At the end of 2008, there were 177 million registered TLD domain names. Of the 240 cc TLDs there were 71.1 million registrations with 65% of them from only 10 ccTLDs according to Verisign.
Of the top ten ccTLDs .cn, .de, .uk, .nl, .eu, .ar, .it, .ar, .br, .us and .au only 3 of the cc TLDs are predominantly non English speaking/writing countries. With the introduction of IDN’s English will be the minority language of the Internet. Most certainly in the Asia Pacific region English will be a minority language.
No surprises that .com is the largest populated general Top level Domain Name. But it will be interesting to see statistics of how many .com sites are written in a non English language as .com is seen as the universal domain name for web sites as opposed to a solely a domain name for American companies.
I forecast several small issues when the introduction of multilingualism occurs which will bring new meaning to “a borderless world”.
As we experienced in New Zealand when we introduced Māori characters in computers and the required Unicode to replace insufficient ASCII, there was an issue of keyboards, standards of code and spell checkers as Māori began to populate. It took maybe a year for this not to be an issue.
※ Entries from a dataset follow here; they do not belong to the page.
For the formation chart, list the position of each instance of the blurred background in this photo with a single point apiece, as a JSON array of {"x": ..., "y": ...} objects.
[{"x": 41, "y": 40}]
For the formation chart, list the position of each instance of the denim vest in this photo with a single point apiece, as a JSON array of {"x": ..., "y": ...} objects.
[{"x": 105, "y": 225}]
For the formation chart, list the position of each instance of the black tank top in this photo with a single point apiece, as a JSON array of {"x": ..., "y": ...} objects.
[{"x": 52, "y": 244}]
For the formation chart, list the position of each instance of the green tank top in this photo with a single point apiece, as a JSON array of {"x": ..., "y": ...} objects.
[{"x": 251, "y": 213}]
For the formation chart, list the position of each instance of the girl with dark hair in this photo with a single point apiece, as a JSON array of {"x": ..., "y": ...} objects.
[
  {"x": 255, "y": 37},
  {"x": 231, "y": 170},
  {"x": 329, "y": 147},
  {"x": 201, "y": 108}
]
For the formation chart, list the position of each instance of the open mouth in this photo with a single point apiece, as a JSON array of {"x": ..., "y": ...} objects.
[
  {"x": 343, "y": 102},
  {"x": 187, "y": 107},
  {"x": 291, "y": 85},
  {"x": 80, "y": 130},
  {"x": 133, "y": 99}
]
This was assisted with Microsoft issuing a free Māori keyboard and Te Ngutu Kura keyboard also being made freely available.
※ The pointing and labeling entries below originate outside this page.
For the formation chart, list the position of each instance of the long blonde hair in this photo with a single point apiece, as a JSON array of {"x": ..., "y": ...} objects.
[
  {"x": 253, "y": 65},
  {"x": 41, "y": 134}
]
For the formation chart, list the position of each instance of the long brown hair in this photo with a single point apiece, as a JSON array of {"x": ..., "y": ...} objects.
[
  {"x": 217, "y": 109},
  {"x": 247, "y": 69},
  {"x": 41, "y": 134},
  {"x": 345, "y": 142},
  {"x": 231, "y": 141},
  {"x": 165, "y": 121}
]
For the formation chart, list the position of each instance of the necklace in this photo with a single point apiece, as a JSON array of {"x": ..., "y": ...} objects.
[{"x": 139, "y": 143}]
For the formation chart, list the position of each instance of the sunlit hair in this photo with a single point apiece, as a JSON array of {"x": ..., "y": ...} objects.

Internationally we will see the small issue of foreign speakers trying to access IDN web sites with an English keyboard and the content of such sites will increasingly go from being English to non English languages and translations getting lost via automatic translation services.
Perhaps the biggest issue will be for Trade Mark owners securing their names and rights in foreign languages and possible disputes over an IDN character and a Trade Mark character.